Touches of that curiosity are sprinkled throughout the film, which lands as an amalgam of an ambitious musical and bona fide tribute film.
“My biggest hope is that I’ve given the character justice,” Parx went on. “Donna has a daughter who’s still alive. So, I hope people ‘get it’ and see that this is as close of a portrayal as I could get. And I also hope people walk away from the experience realizing how many people it takes to make these superstars. In the film, we see so many people who have been forgotten about; those people don’t maybe get talked about the most. But it’s really important we notice them.”
Jay Pharoah on Becoming Cecil Holmes
Starring alongside Jordan, Pharoah, and Parx is an all-star cast who give it their all in Spinning Gold. There’s Michelle Monaghan (Mission: Impossible, Gone Baby Gone), Tony Award winner Dan Fogler (The Walking Dead, The Goldbergs), and Jason Isaacs (Harry Potter, The Patriot) in one corner. Then there’s Lyndsy Fonseca (Kick-Ass, Hot Tub Time Machine), Chris Redd (Saturday Night Live), Casey Likes (Almost Famous on Broadway), and comedian/actor Sebastian Maniscalco (The Irishman) in another.
Pharoah is candid about what he first thought when he read the script. “I thought it was insane — all the differences happening back in the day. I was captivated by the story of all the artists on Casablanca. I had no clue about all that affiliation [with the label]. I only knew the music. I knew the music of Bill Withers and, of course, Donna Summer, and the others, but the affiliation of KISS or The Village People, and others, with Casablanca? I was totally flabbergasted about that.”
The SNL alum went on to say that as a young kid he liked KISS, but didn’t realize at the time that, initially, the public didn’t warm up to KISS. To its credit, Spinning Gold fills in some of that backstory and the power of persistence. “It really fed into the narrative of this film,” Pharoah added. “It’s like… you bet on yourself and believe in yourself. Essentially, you fake it until you make it.”

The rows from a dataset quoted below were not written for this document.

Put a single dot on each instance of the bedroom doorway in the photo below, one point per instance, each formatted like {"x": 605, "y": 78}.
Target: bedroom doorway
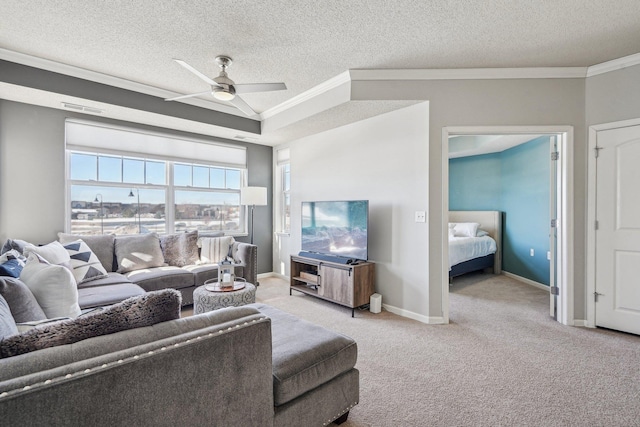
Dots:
{"x": 556, "y": 257}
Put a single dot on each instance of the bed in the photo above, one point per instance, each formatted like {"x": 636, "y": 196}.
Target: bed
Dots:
{"x": 467, "y": 254}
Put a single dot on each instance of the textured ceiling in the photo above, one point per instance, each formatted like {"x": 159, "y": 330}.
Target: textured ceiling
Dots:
{"x": 305, "y": 43}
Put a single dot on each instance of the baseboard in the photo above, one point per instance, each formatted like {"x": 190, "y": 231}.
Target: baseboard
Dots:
{"x": 582, "y": 323}
{"x": 430, "y": 320}
{"x": 526, "y": 281}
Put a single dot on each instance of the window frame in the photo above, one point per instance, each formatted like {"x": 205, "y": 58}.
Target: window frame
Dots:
{"x": 169, "y": 186}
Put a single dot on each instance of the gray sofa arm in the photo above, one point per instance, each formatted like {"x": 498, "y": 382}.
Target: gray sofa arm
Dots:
{"x": 247, "y": 254}
{"x": 219, "y": 374}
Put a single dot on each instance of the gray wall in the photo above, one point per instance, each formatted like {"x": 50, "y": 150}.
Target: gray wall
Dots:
{"x": 613, "y": 96}
{"x": 32, "y": 175}
{"x": 514, "y": 102}
{"x": 383, "y": 160}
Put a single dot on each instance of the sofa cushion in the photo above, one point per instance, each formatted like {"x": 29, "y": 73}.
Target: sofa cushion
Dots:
{"x": 7, "y": 323}
{"x": 215, "y": 249}
{"x": 53, "y": 286}
{"x": 140, "y": 311}
{"x": 24, "y": 306}
{"x": 101, "y": 245}
{"x": 138, "y": 251}
{"x": 180, "y": 249}
{"x": 100, "y": 296}
{"x": 85, "y": 264}
{"x": 305, "y": 355}
{"x": 152, "y": 279}
{"x": 110, "y": 279}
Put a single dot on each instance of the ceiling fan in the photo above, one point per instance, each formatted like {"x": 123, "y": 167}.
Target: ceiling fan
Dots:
{"x": 225, "y": 89}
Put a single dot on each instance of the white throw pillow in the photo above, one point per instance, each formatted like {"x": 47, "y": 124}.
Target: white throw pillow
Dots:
{"x": 215, "y": 249}
{"x": 85, "y": 264}
{"x": 53, "y": 253}
{"x": 466, "y": 229}
{"x": 53, "y": 286}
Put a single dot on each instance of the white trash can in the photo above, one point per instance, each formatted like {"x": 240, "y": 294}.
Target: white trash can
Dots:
{"x": 375, "y": 303}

It should be noted that Bogart’s bright-eyed optimism and never-wavering spirit — the indie label was millions of dollars in debt for some time before things perked up — watered the spirits of the artists who would become superstars.
“You have to believe in yourself and stay persistent, because if you give up at 11:59, your breakthrough could have been at 12 o’clock, so be persistent — no matter what happens,” Pharoah shared. “Neil Bogart saw that. He was the founder of Casablanca and Cecil Holmes, my character, was the co-founder and backbone, Neil’s right-hand man. When Timothy Bogart told me about his father — because there was no visual, no audio to go by; it’s not like me doing the Denzel Washington impersonation — I had to pull this character from the experiences of having people in my life who I would really die for. And there’s only a few of those people in my life, I don’t have a big circle.”
“So, to be able to tap into that wasn’t ‘hard,’” added Pharoah, “but it was still a challenge to stay in character and bring all that to the big screen so everybody could feel it. I think we did that here.”
Spinning Gold hits theaters on March 31.